El proyecto se presenta como una respuesta directa a los recientes picos de violencia, como los resultados de la denominada Operación Contención, que lamentablemente dejó 121 muertos en Río de Janeiro. El eje central de la propuesta, confirmada por la Secretaría de Comunicaciones del gobierno, es la creación de un nuevo tipo penal: la “organización criminal calificada”.

Las penas de prisión que dispone el proyecto firmado por Lula
Quienes sean declarados culpables de este delito podrían enfrentar una pena máxima de 30 años de prisión. El ministro de Justicia y Seguridad Pública, Ricardo Lewandowski, anticipó que el texto apunta a imponer penas más severas a los líderes y miembros de estas facciones, y el delito clasificado como cometido por una organización criminal calificada será considerado atroz, lo que significa que no estará sujeto a fianza.
La propuesta también eleva la pena base para la delincuencia organizada simple, pasando de un rango de 3 a 8 años de prisión a 5 a 10 años. Se aplicarán penas aún mayores (de dos tercios a dos años adicionales) en los casos de «delincuencia organizada agravada».

Entre las circunstancias agravantes se incluyen el reclutamiento de un niño o adolescente para cometer delitos, cuando el perpetrador es un funcionario público, el control territorial o penitenciario por parte de la facción (ejemplificado por Lewandowski como la situación de vulnerabilidad en comunidades dominadas), el uso de un arma de fuego restringida o prohibida y la muerte o lesiones corporales de un agente de seguridad pública.
Creación de base de datos
La lucha contra el crimen organizado también se fortalecerá con nuevas herramientas de investigación e inteligencia. El proyecto prevé la creación de una Base de Datos Nacional que incluirá información detallada, incluso el ADN de personas involucradas, para recabar información estratégica. Otro punto clave es la intención de reducir más rápidamente los recursos financieros de las facciones mediante la incautación de bienes, derechos u objetos de valor pertenecientes a los investigados, incluso durante la pesquisa, si se sospecha que son producto o instrumento de una actividad delictiva.

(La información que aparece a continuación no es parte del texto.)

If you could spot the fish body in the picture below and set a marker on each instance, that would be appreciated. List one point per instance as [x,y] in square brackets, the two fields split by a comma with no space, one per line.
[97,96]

En cuanto a las estrategias operativas, la propuesta legaliza la infiltración durante la investigación, autorizando la intervención de agentes de policía y colaboradores en la organización criminal, e incluso la posibilidad de crear entidades jurídicas ficticias para facilitar dicha infiltración. Adicionalmente, se autorizará el seguimiento de las reuniones celebradas entre detenidos preventivos o condenados que sean miembros de organizaciones criminales.